Former Holden chief Mark Reuss says the new mid-size Malibu sedan will help boost sales of the bigger Commodore in New Zealand and Australia.
The Malibu is expected to go on sale in both markets next year. It was launched at the Shanghai and New York motor shows last week wearing a Chevrolet badge.
Reuss told website GoAuto that he believed the front-drive Malibu would attract a different audience to the Commodore. He said the difference would shore up Australian production of Holden's rear-wheel drive models, including the Commodore.
"While you see other carmakers converging on one type of vehicle we're going to have two different vehicles that will offer something different and that's important," he said.
"And I don't think the Malibu is too close in size to the Commodore," he added.
Reuss said both models would result in higher overall Holden sales. Buyers who may never have chosen a Commodore would consider a Malibu, increasing sales volume and profitability to help sustain the company's front-wheel drive (Cruze) and rear-wheel drive (Commodore/Caprice/ute) manufacturing operations in Adelaide and Melbourne.
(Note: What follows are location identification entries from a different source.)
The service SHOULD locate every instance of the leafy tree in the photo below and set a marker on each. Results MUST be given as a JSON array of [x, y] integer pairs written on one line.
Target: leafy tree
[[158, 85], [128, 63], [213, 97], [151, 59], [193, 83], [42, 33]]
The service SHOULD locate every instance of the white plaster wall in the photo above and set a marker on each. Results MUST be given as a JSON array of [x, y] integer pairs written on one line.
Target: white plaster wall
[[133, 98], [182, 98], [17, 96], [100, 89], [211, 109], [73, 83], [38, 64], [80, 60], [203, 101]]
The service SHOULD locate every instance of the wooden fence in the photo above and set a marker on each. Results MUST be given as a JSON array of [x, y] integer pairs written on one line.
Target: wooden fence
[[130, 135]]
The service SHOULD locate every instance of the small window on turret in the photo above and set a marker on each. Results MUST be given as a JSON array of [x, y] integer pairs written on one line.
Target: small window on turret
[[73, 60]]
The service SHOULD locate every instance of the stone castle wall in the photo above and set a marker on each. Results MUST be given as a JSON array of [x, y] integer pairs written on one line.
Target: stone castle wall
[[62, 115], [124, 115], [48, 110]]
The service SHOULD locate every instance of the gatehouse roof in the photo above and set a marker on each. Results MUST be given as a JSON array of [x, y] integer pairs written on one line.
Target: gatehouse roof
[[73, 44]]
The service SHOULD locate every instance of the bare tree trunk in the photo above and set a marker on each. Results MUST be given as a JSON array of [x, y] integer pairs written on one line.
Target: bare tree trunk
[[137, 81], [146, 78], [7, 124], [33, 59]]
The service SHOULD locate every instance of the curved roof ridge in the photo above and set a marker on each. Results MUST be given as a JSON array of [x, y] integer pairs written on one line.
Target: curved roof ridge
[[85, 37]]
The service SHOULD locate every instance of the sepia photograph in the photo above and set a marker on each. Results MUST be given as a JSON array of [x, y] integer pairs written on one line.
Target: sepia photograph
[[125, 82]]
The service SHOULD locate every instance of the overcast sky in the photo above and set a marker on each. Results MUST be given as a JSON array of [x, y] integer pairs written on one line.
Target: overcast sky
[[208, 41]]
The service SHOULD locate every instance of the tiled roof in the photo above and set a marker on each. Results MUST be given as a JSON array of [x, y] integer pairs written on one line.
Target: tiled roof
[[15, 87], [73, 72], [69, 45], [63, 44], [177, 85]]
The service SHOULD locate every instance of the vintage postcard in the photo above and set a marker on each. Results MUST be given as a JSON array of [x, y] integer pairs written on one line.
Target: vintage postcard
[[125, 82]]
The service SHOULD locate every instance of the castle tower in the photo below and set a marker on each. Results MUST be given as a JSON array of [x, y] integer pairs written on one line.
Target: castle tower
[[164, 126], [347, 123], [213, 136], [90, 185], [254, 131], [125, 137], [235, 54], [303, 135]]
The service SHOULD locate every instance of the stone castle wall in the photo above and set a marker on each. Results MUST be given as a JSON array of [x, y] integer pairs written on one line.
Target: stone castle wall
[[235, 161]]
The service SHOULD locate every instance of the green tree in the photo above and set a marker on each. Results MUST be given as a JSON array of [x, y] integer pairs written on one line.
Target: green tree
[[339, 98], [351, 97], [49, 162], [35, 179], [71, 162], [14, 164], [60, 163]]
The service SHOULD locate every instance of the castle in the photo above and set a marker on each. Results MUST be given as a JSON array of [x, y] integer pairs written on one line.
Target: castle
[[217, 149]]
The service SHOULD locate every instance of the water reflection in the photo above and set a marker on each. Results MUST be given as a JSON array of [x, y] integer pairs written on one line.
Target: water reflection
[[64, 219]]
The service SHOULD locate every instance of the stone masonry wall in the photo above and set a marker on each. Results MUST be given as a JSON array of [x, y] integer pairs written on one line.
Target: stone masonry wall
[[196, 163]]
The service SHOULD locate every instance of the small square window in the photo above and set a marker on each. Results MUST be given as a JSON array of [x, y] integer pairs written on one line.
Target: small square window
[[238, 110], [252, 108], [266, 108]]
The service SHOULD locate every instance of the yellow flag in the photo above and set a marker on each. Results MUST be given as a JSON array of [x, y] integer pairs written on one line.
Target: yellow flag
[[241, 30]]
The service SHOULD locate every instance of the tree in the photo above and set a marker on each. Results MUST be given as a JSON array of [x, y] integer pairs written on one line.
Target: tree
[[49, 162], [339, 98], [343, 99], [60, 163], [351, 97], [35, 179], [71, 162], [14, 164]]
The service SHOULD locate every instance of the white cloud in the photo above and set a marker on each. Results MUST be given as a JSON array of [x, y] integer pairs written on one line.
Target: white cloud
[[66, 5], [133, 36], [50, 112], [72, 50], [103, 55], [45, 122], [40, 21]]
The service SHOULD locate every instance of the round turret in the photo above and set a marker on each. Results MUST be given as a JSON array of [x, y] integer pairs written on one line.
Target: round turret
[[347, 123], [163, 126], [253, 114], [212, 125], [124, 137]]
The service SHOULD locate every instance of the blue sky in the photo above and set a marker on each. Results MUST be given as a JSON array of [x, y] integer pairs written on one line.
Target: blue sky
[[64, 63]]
Reuss hinted at the possibility of further variants of the Malibu, which has so far appeared only in sedan guise. He did not discount the possibility of a Malibu wagon in the future.
Malibu will be sold in up to 100 countries from next year. It will be built in South Korea, China and two US plants. The NZ and Australian model range will come from General Motors' plant in South Korea, a former Daewoo facility.
Malibu is based on the same global platform that underpins America's Buick Regal and LaCrosse, the new Saab 9-5 and Europe's Opel/Vauxhall Insignia.
Holden parent General Motors says the car's exterior design - wide stance, broad shoulders - picked up cues from the Chevrolet Camaro and Corvette muscle cars.
The Malibu destined for Downunder will look slightly different from the show car. It will feature the same multi-element headlights, rear haunches with a distinct Coke bottle kink and Corvette-style dual-round tail-lights, but will carry a Holden-specific front-end.
Inside, the dual-cockpit is finished with soft-touch surfaces and ice-blue ambient lighting along the centre stack dials, instrument panel and storage pockets. Holden sales and marketing chief John Elsworth said Malibu reflected the same focus on quality and technology as seen in the smaller Cruze range.
"Malibu will represent another major step forward in the Holden product offensive, filling a gap in our model line-up between Cruze and Commodore models," he said.
"We think it will really hit the mark. From the Camaro-inspired exterior design and sleek interior to the dynamic performance capabilities, it is another great example of the sophistication we're building into our new-generation global vehicles.
"We'll offer high-performing fuel-efficient engines, a high level of safety and a range of features and technologies to appeal to customers in the competitive mid-size segment."
Malibu will be powered by a range of four-cylinder engines expected to be borrowed from the Insignia range in Europe. The line-up includes 1.6- and 2-litre turbocharged four-cylinder petrol engines, a 2-litre turbo-diesel and a Holden-sourced 2.8-litre turbo-petrol V6, all matched with six-speed transmissions.
The Malibu could also inherit a range of Insignia technologies offered in Europe, including an electric park brake, satellite-navigation, a FlexRide variable suspension damping system, rain-sensing wipers, tyre pressure monitoring, intelligent headlights with washers, heated/leather power seats, dual-zone climate-control and alloy wheels sizes of up to 19-inch.